The NIBJ now finds itself in the position where it has to account to the Ministry of Finance for these actions.
“The Ministry of Finance has asked us to explain. We are in fact responding to the Ministry of Finance,” revealed Aubyn Hill, chairman of the board of the NIBJ.
Mr. Hill also said that lawyers representing both the NIBJ and the office of the Contractor-General have met and attempted to iron out the multi-million dollar issue.
“I think the issue is now settled but I am responding to the Minister and of course if there is any material at all the Contractor-General needs we would be happy to supply,” he said.
However, Mr. Hill, who took up the chairmanship, last year July after the incident took place, told The Sunday Gleaner that many of the persons who “were there (at the NIBJ) then are not there now.
“I can safely say that whatever the Contractor-General wants now he has been gettingÉ things are a lot different nowÉWe are now compliant and certainly ready to comply with any request of the Contractor-General.”
Mr. Christie, who has been leading an aggressive charge for transparency in the awards process since beginning his tenure in December 2005, emphasised that his commission would be pulling out all the stops to ensure that the NIBJ complies with its demands.
“We will escalate our effort to get NIBJ to supply the information required, and to conform to the procurement procedures,” he said.
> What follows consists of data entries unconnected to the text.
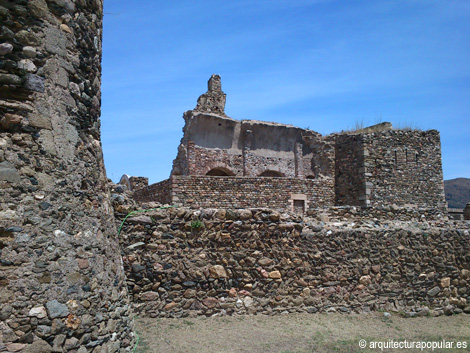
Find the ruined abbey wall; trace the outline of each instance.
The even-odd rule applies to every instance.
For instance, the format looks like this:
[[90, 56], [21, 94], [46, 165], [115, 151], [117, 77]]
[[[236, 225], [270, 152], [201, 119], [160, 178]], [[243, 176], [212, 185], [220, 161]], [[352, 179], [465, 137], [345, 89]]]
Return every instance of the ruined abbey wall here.
[[446, 208], [435, 130], [393, 130], [381, 123], [322, 136], [231, 119], [225, 98], [220, 77], [212, 75], [207, 93], [183, 115], [171, 172], [176, 179], [137, 190], [136, 200], [290, 211], [294, 203], [304, 211], [327, 205]]
[[316, 158], [332, 151], [333, 142], [313, 131], [197, 111], [186, 112], [184, 118], [173, 175], [206, 175], [220, 170], [232, 176], [333, 177], [332, 160]]
[[0, 351], [134, 338], [100, 142], [100, 0], [0, 0]]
In detailing the difficulty faced by his administration in its dealings with the ONR, Mr. Christie said that there were several unsuccessful attempts to obtain information from the ONR regarding its procurement procedures. “As a result we are unable to comment on the procurement methodology used by them in awarding these contracts.”
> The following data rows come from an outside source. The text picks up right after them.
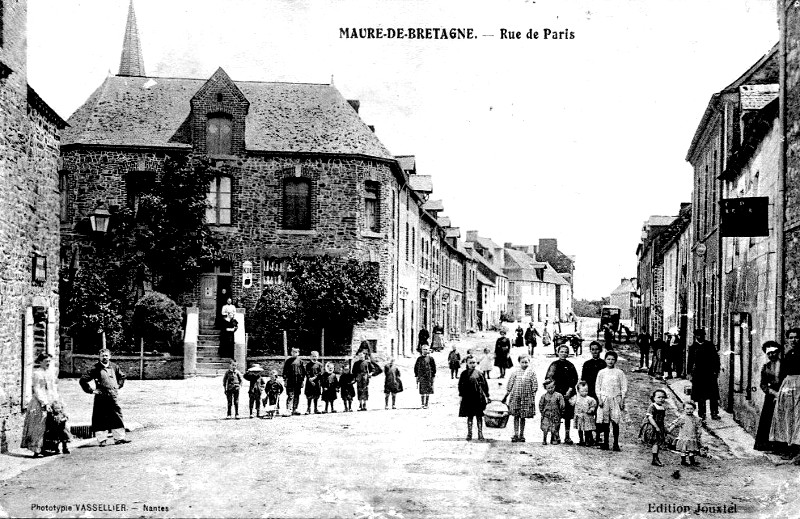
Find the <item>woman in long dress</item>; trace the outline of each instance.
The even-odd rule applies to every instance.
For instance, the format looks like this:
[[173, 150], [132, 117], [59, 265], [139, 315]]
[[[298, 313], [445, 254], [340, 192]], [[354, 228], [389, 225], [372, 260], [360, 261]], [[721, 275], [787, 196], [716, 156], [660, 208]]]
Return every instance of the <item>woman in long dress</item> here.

When contacted, Danville Walker, chief executive officer of the ONR, denied the Contractor-General’s claims and insisted that there was no deliberate attempt to withhold information from the Contractor-General.
“I am befuddled to know what they are referring to. Whatever we are asked to give, we give, and we have no difficulty.”
He continued: “It is easy to give you than to not give you, even if what I am giving you is not in compliance, it is easier for me to give you and let you say so,” he said.
Mr. Walker suggested that the Contractor-General should have written to him before writing the report, informing him of what he would have said about the ONR.
He told The Sunday Gleaner that the ONR spent “just under a billion dollars,” on contracts.